Figure 2Estimated differences in effect-size R between groups of bioenergy scenarios. Either the minimum (Efmin) or maximum (Efmax) reference value for the GHG emissions of the fossil counterfactuals were used. The horizontal bars depict 95% confidence intervals. The number of scenarios and the number of articles used in each group are given in brackets. Key to groups: ‘1G’ and ‘2G’: 1st and 2nd generation biofuels; ‘Forest’: forest as initial land-use; ‘Grassland’: grassland (including degraded pastures) as initial land-use; ‘Oil Palm’: biodiesel from palm oil; ‘Biodiesel’: production of biodiesel; ‘Bioelectricity’: production of bioelectricity; ‘Bioethanol’: production of bioethanol.

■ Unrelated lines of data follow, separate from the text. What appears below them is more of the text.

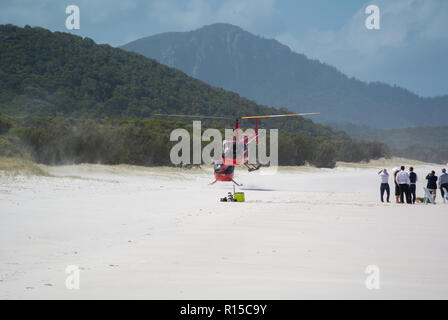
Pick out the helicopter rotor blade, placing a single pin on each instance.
(282, 115)
(192, 116)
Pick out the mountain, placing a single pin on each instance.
(64, 98)
(270, 73)
(54, 73)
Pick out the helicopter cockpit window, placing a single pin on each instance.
(230, 150)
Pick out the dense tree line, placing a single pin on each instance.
(58, 140)
(226, 56)
(52, 73)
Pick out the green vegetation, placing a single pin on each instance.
(58, 140)
(69, 100)
(270, 73)
(422, 153)
(52, 73)
(19, 166)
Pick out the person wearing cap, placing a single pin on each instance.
(397, 187)
(432, 184)
(412, 188)
(443, 182)
(404, 182)
(384, 187)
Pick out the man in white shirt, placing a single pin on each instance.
(384, 176)
(404, 182)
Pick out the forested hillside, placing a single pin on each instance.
(59, 140)
(66, 99)
(54, 73)
(269, 72)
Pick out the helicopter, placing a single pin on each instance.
(224, 169)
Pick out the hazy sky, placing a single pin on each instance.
(409, 50)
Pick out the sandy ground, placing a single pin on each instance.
(163, 234)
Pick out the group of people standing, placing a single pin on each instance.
(405, 184)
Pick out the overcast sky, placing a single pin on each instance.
(410, 49)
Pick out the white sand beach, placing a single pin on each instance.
(160, 233)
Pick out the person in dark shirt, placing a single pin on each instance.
(443, 182)
(432, 184)
(397, 187)
(412, 186)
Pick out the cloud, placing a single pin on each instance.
(412, 31)
(192, 14)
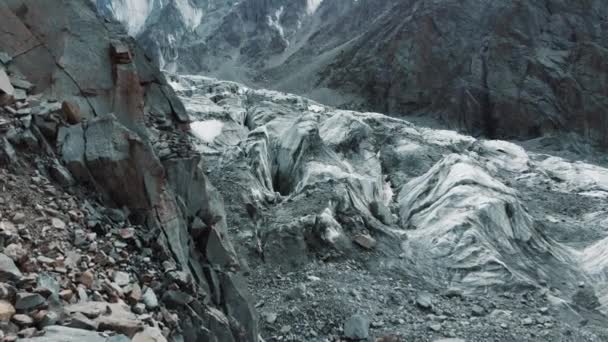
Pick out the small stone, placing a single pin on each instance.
(435, 327)
(121, 278)
(5, 58)
(57, 223)
(127, 233)
(7, 292)
(45, 260)
(527, 321)
(424, 300)
(71, 112)
(23, 320)
(365, 241)
(478, 310)
(7, 310)
(82, 294)
(149, 334)
(377, 324)
(270, 317)
(357, 327)
(28, 301)
(66, 295)
(149, 298)
(27, 333)
(139, 308)
(15, 251)
(18, 218)
(135, 293)
(298, 292)
(175, 299)
(80, 321)
(87, 278)
(45, 318)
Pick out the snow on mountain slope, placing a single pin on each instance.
(491, 68)
(461, 212)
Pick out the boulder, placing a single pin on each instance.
(57, 333)
(357, 327)
(8, 269)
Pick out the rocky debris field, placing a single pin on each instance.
(358, 226)
(109, 228)
(67, 261)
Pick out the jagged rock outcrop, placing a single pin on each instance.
(497, 69)
(100, 106)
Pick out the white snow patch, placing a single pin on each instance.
(132, 13)
(275, 21)
(586, 179)
(316, 108)
(207, 130)
(312, 6)
(192, 16)
(387, 193)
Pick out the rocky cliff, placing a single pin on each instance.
(512, 69)
(136, 243)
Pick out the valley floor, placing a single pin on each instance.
(366, 221)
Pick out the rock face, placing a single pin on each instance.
(122, 132)
(499, 69)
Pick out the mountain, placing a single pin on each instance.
(511, 69)
(368, 225)
(110, 230)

Figure 3Proportion of scenarios with an effect size value R exceeding −0.5 (ie, with a GHG abatement under 50%), and estimated differences in the logarithm of the odds ratio between groups of land use scenarios considering both initial and final land uses (top inset). The odds ratio is calculated as the proportion of scenarios with an R value greater than −0.5 divided by the proportion of scenarios with a R under −0.5. Either the minimum (Efmin) or maximum (Efmax) reference value for the GHG emissions of the fossil counterfactuals were used. The horizontal bars depict 95% confidence intervals. Key to groups: ‘Forest’: forest as initial land use; ‘Grassland’: grassland (including degraded pastures) as initial land use; ‘Palm’: biodiesel made from palm oil.
Figure 4Proportion of scenarios with an effect size value R larger than −0.5 (ie, with a GHG abatement under 50%), and estimated differences in the logarithm of the odds ratio between groups of scenarios corresponding to different types of bioenergy (top inset). The odds ratio is calculated as the proportion of scenarios with an R value greater than −0.5 divided by the proportion of scenarios with an R under −0.5. Either the minimum (Efmin) or maximum (Efmax) reference value for the GHG emissions of the fossil counterfactuals were used. The horizontal bars depict 95% confidence intervals.